Important Information and Where to Find It
This document does not contain all the information that should be considered concerning the proposed Business Combination. It does not constitute an offer to
sell or exchange, or the solicitation of an offer to buy or exchange, any securities, nor shall there be any sale of securities in any jurisdiction in which such offer, sale or exchange would be unlawful prior to registration or qualification under
the securities laws of any such jurisdiction. It is not intended to form the basis of any investment decision or any other decision in respect of the proposed Business Combination. In connection with the proposed Business Combination, Bullish has
filed the Registration Statement with the SEC which includes a preliminary proxy statement / prospectus with respect to the Business Combination. After the Registration Statement is declared effective, the definitive proxy statement / prospectus and
other relevant documentation will be mailed to FPAC shareholders as of a record date to be established for purposes of voting on
the Business Combination. FPAC shareholders and other interested persons are advised to read the preliminary proxy statement / prospectus and any amendments thereto, when available, and the
definitive proxy statement / prospectus because these materials contain and will contain important information about Bullish, FPAC and the proposed transactions. Shareholders may obtain a copy of the preliminary proxy statement / prospectus and,
when available, the definitive proxy statement / prospectus without charge, at the SECs website at http://sec.gov or by directing a request to: Far Peak Acquisition Corp., 511 6th Ave #7342, New York, NY 10011. INVESTMENT IN ANY SECURITIES
DESCRIBED HEREIN HAS NOT BEEN APPROVED OR DISAPPROVED BY THE SEC OR ANY OTHER REGULATORY AUTHORITY NOR HAS ANY AUTHORITY PASSED UPON OR ENDORSED THE MERITS OF THE OFFERING OR THE ACCURACY OR ADEQUACY OF THE INFORMATION CONTAINED HEREIN. ANY
REPRESENTATION TO THE CONTRARY IS A CRIMINAL OFFENSE.

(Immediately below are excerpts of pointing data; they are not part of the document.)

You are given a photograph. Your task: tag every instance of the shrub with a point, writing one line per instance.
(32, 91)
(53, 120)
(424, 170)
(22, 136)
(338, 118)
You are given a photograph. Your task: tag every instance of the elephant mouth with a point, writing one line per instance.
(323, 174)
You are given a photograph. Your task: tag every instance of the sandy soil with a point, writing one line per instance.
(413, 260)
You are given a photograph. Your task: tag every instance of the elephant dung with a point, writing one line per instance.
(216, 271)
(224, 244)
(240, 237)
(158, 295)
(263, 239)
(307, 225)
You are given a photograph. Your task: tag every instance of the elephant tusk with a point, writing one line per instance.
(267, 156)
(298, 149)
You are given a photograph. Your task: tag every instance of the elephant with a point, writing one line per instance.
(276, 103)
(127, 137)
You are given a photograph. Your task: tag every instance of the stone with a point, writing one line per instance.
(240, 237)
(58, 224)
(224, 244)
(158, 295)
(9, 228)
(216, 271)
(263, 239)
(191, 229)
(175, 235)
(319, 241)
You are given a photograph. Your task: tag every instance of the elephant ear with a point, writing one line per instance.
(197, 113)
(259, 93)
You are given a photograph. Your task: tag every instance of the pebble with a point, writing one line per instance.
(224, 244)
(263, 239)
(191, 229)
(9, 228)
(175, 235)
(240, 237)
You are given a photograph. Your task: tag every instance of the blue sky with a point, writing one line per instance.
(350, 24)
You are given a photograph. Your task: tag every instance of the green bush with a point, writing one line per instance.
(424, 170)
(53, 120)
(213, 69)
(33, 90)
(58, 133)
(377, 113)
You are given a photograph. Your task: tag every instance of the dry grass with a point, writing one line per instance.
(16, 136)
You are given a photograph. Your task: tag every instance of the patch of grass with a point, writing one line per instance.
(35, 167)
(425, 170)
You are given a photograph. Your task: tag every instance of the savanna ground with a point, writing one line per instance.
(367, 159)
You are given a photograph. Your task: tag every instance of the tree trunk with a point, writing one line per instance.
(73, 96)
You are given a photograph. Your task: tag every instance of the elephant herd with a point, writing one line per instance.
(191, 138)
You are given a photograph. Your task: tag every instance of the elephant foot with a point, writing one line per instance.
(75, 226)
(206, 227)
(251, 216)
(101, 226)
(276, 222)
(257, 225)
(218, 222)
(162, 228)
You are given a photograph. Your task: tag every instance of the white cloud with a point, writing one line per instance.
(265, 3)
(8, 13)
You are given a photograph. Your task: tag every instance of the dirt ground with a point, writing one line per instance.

Participants in the Solicitation
FPAC, Bullish and their respective directors and executive officers, other members of management and employees may be considered participants in the
solicitation of proxies with respect to the proposed Business Combination under the rules of the SEC. Information about the directors and executive officers of FPAC, and other persons who may, under the rules of the SEC, be deemed participants in
the solicitation of the shareholders in connection with the potential transaction and a description of their interests is set forth in the proxy statement/prospectus included in the Registration Statement, as filed with the SEC. These documents can
be obtained free of charge from the sources indicated above.
No Offer or Solicitation
This communication is for informational purpose only and not a proxy statement or solicitation of a proxy, consent or authorization with respect to any
securities or in respect of the potential transaction and shall not constitute an offer to sell or a solicitation of an offer to buy the securities of Bullish or FPAC, nor shall there be any sale of any such securities in any state or jurisdiction
in which such offer, solicitation, or sale would be unlawful prior to registration or qualification under the securities laws of such state or jurisdiction. No offer of securities shall be made except by means of a prospectus meeting the
requirements of Section 10 of the Securities Act of 1933.